In our ESEM 2016 paper, we reported on methodological and ethical issues when sampling software developers. This time, I want to approach the topic of sampling from a different perspective. For a research project, we wanted to draw a random sample from all full papers published in certain software engineering journals and conference proceedings in a certain time frame. To able draw such a sample of papers, we needed a corresponding sampling frame. Instead of accessing each conference proceeding and journal issue manually, we decided to use the curated data that DBLP provides.

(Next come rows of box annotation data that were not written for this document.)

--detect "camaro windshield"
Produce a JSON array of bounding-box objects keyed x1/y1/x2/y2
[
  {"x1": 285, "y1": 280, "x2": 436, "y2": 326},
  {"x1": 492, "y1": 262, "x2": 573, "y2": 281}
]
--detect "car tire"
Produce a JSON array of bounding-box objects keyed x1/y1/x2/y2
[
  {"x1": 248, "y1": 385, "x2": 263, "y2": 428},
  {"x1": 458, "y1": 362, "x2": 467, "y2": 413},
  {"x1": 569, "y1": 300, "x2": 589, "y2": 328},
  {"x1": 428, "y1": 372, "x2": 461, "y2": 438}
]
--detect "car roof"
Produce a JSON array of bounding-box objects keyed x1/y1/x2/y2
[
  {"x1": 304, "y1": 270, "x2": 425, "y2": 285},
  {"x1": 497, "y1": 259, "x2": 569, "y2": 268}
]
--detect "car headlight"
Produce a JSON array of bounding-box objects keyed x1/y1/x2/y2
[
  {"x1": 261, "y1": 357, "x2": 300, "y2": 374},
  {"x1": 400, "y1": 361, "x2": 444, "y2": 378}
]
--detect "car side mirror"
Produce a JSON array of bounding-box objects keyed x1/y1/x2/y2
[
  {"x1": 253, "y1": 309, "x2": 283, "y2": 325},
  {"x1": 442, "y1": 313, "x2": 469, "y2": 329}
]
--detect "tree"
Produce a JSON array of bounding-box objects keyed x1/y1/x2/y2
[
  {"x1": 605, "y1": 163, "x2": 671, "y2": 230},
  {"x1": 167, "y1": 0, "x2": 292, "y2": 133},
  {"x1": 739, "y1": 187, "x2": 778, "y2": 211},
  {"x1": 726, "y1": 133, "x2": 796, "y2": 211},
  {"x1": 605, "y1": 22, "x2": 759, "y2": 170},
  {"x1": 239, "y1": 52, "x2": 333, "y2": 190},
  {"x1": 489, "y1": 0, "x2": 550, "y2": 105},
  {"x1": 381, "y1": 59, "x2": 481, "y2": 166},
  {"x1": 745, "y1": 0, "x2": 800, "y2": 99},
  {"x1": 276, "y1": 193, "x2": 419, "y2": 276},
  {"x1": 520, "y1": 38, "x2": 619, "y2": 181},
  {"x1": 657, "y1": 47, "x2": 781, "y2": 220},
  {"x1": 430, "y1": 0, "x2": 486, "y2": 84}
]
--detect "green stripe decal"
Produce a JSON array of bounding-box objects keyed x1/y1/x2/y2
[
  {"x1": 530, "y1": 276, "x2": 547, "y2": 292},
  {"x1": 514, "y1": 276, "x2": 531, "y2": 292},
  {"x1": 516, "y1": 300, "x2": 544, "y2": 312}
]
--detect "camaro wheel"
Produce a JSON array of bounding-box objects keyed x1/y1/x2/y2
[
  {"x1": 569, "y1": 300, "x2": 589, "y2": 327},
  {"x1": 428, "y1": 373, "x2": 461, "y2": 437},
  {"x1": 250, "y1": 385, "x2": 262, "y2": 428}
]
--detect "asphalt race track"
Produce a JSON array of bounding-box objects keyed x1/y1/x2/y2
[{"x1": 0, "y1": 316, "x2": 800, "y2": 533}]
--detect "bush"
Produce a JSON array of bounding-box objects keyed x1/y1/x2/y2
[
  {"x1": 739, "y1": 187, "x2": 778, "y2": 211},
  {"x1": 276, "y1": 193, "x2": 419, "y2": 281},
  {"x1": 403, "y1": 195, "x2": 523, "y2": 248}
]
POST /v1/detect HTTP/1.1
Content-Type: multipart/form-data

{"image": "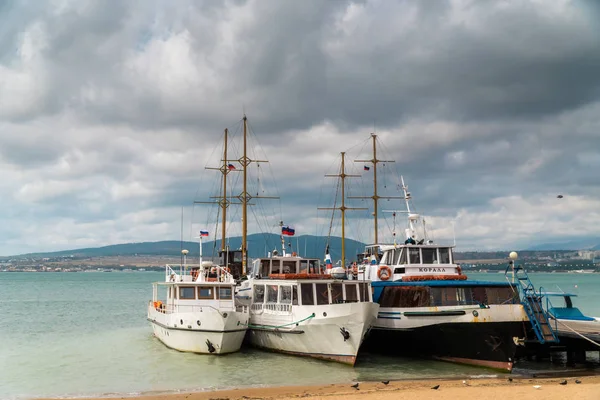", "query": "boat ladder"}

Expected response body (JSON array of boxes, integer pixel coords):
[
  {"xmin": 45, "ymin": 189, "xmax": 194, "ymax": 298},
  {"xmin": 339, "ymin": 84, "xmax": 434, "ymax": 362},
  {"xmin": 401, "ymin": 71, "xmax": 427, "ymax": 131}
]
[{"xmin": 505, "ymin": 264, "xmax": 558, "ymax": 344}]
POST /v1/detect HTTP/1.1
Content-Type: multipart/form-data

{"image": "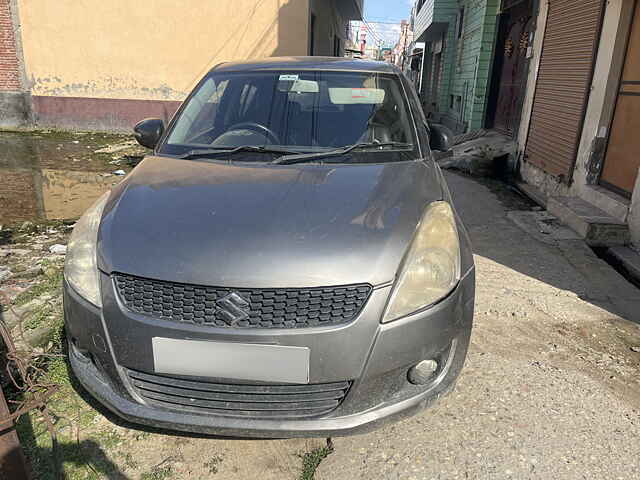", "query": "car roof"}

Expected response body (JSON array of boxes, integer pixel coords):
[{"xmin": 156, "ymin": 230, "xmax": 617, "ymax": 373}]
[{"xmin": 211, "ymin": 57, "xmax": 400, "ymax": 74}]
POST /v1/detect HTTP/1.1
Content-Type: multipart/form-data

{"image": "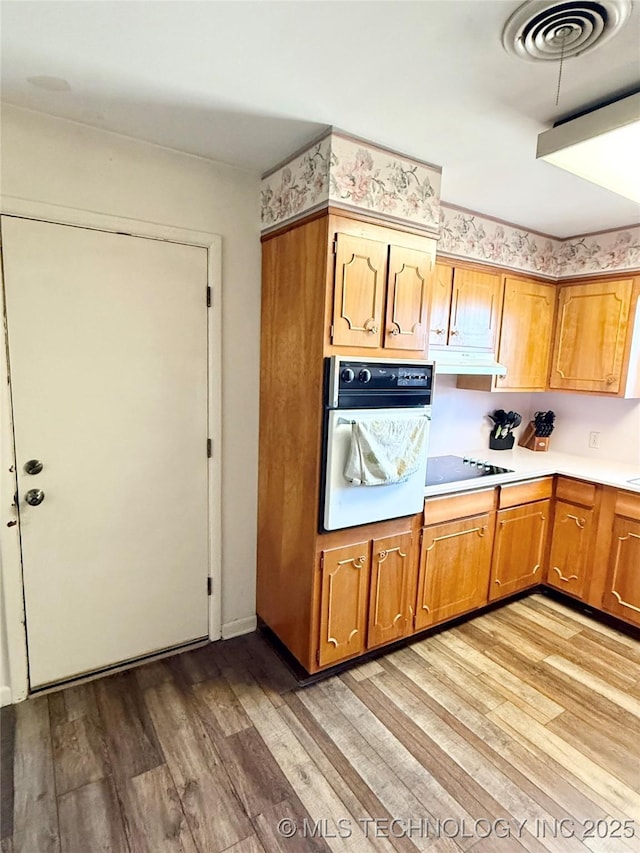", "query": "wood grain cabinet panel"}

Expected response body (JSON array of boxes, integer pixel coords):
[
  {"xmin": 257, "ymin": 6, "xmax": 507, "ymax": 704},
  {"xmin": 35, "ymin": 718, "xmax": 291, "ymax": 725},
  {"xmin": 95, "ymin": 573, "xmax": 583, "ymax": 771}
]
[
  {"xmin": 489, "ymin": 500, "xmax": 551, "ymax": 601},
  {"xmin": 549, "ymin": 279, "xmax": 633, "ymax": 394},
  {"xmin": 318, "ymin": 541, "xmax": 370, "ymax": 666},
  {"xmin": 367, "ymin": 531, "xmax": 417, "ymax": 648},
  {"xmin": 449, "ymin": 269, "xmax": 500, "ymax": 352},
  {"xmin": 547, "ymin": 500, "xmax": 593, "ymax": 598},
  {"xmin": 331, "ymin": 233, "xmax": 433, "ymax": 353},
  {"xmin": 602, "ymin": 515, "xmax": 640, "ymax": 625},
  {"xmin": 415, "ymin": 513, "xmax": 495, "ymax": 631},
  {"xmin": 429, "ymin": 264, "xmax": 453, "ymax": 349},
  {"xmin": 383, "ymin": 246, "xmax": 431, "ymax": 351},
  {"xmin": 495, "ymin": 276, "xmax": 556, "ymax": 391},
  {"xmin": 332, "ymin": 234, "xmax": 387, "ymax": 348}
]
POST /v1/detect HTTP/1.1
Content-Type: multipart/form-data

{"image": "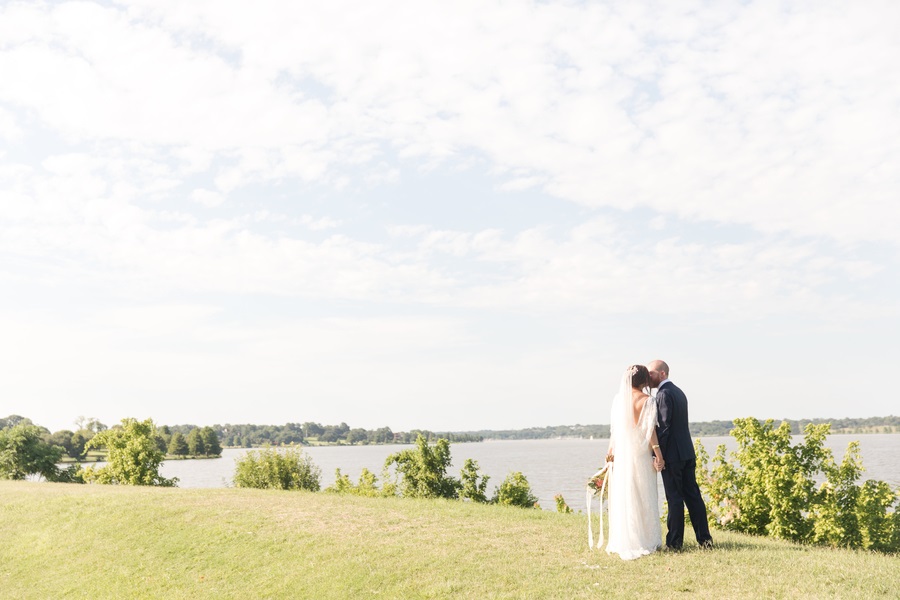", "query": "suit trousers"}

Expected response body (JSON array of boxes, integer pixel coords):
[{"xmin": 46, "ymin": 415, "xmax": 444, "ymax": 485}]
[{"xmin": 662, "ymin": 458, "xmax": 712, "ymax": 550}]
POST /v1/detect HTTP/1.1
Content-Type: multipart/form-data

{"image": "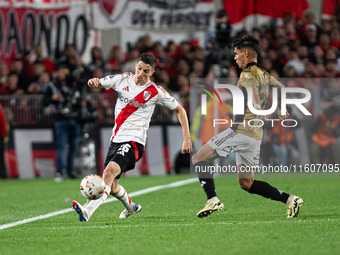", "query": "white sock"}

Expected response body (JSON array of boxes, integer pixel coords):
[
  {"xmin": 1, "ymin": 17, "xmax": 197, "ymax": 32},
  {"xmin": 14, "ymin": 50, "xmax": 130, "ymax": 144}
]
[
  {"xmin": 113, "ymin": 185, "xmax": 134, "ymax": 212},
  {"xmin": 86, "ymin": 185, "xmax": 111, "ymax": 216}
]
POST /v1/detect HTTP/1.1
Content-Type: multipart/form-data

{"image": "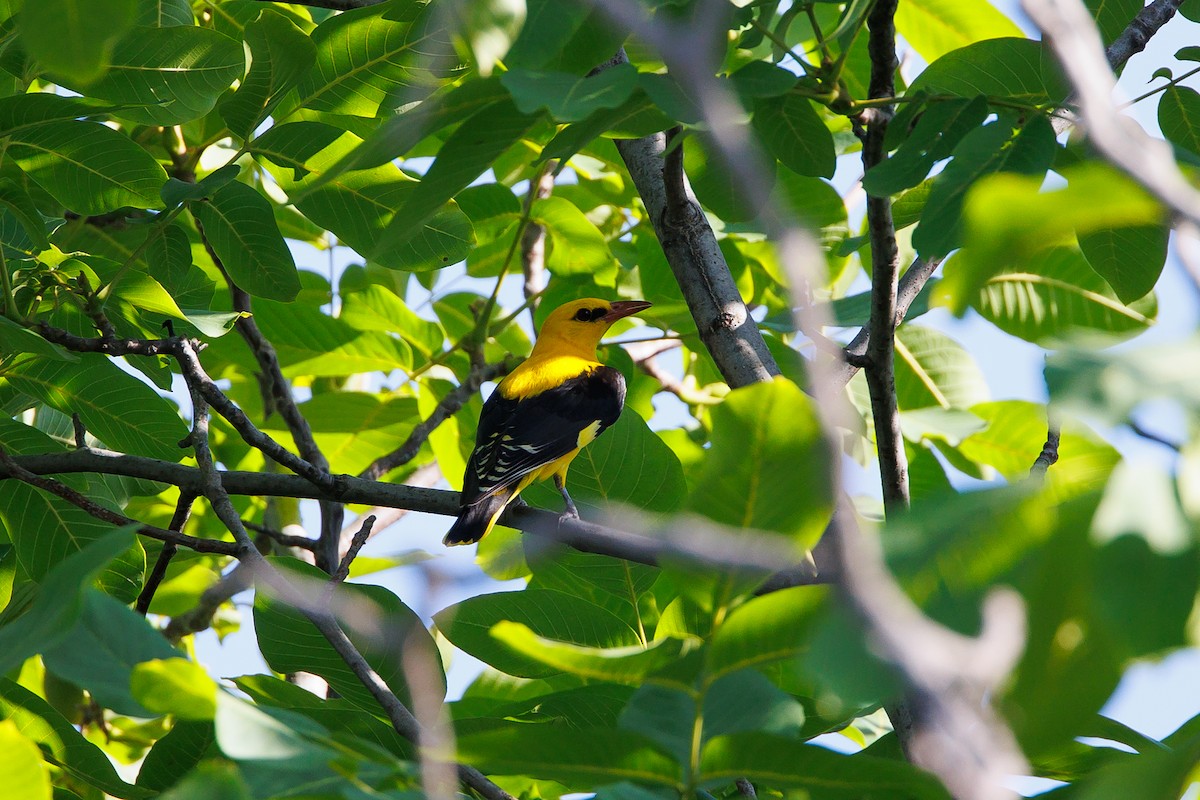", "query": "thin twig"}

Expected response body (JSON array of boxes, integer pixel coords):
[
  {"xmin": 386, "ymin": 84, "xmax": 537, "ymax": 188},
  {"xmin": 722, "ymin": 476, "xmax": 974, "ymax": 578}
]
[
  {"xmin": 521, "ymin": 161, "xmax": 557, "ymax": 324},
  {"xmin": 241, "ymin": 519, "xmax": 317, "ymax": 553},
  {"xmin": 1030, "ymin": 416, "xmax": 1062, "ymax": 477},
  {"xmin": 71, "ymin": 413, "xmax": 88, "ymax": 450},
  {"xmin": 192, "ymin": 219, "xmax": 346, "ymax": 572},
  {"xmin": 0, "ymin": 450, "xmax": 238, "ymax": 555},
  {"xmin": 359, "ymin": 350, "xmax": 512, "ymax": 481},
  {"xmin": 36, "ymin": 323, "xmax": 342, "ymax": 498},
  {"xmin": 133, "ymin": 491, "xmax": 196, "ymax": 616},
  {"xmin": 329, "ymin": 517, "xmax": 374, "ymax": 584},
  {"xmin": 1021, "ymin": 0, "xmax": 1200, "ymax": 224}
]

We first implemented an approach using DBLP’s API, but due to a bug that affected the retrieval for certain conference identifiers (e.g. ICSE 2015), we switched to a solution that uses DBLP’s HTML pages. We implemented a web scraper that takes a list of venue identifiers as input and then retrieves all papers published in those venues, including the following metadata:
- paper title
- heading (corresponds to journal issue or conference session name)
- page range
- paper length
- link to electronic edition of paper
The CSV file that the tool creates has the following structure:
|ICSE||2014||conf/icse/icse2014||Perspectives on Software Engineering||Cowboys, ankle sprains, and keepers of quality: how is video game development different from software development?||Emerson R. Murphy-Hill; Thomas Zimmermann; Nachiappan Nagappan||1-11||11||https://doi.org/10.1145/2568225.2568226|
|ICSE||2014||conf/icse/icse2014||Modeling||TradeMaker: automated dynamic analysis of synthesized tradespaces.||Hamid Bagheri; Chong Tang; Kevin J. Sullivan||106-116||11||https://doi.org/10.1145/2568225.2568291|
|TOSEM||2018||journals/tosem/tosem27||Volume 27, Number 4, November 2018||Variability-Aware Static Analysis at Scale: An Empirical Study.||Alexander von Rhein; Jörg Liebig; Andreas Janker; Christian Kästner; Sven Apel||18:1-18:33||33||https://dl.acm.org/citation.cfm?id=3280986|
heading is particularly relevant, because it allows us to later exclude papers published, for example, in NIER or tool demo tracks.
Moreover, the property
paper length, which is derived from the page range, enables us to remove, for example, keynote descriptions or extended abstracts of journal-first papers.
Automatically filtering papers based on their length is difficult, because there exist relatively short journal papers (example), but also relatively long keynote papers (example).
After manually removing non-full papers from the list, we have a sampling frame that we can use to draw a stratified sample, for example by randomly selecting five papers for each venue and year. We tested our tool with ICSE, FSE, TSE, and TOSEM for the time frame 2014 to 2018.
dblp-retriever tool is available on GitHub.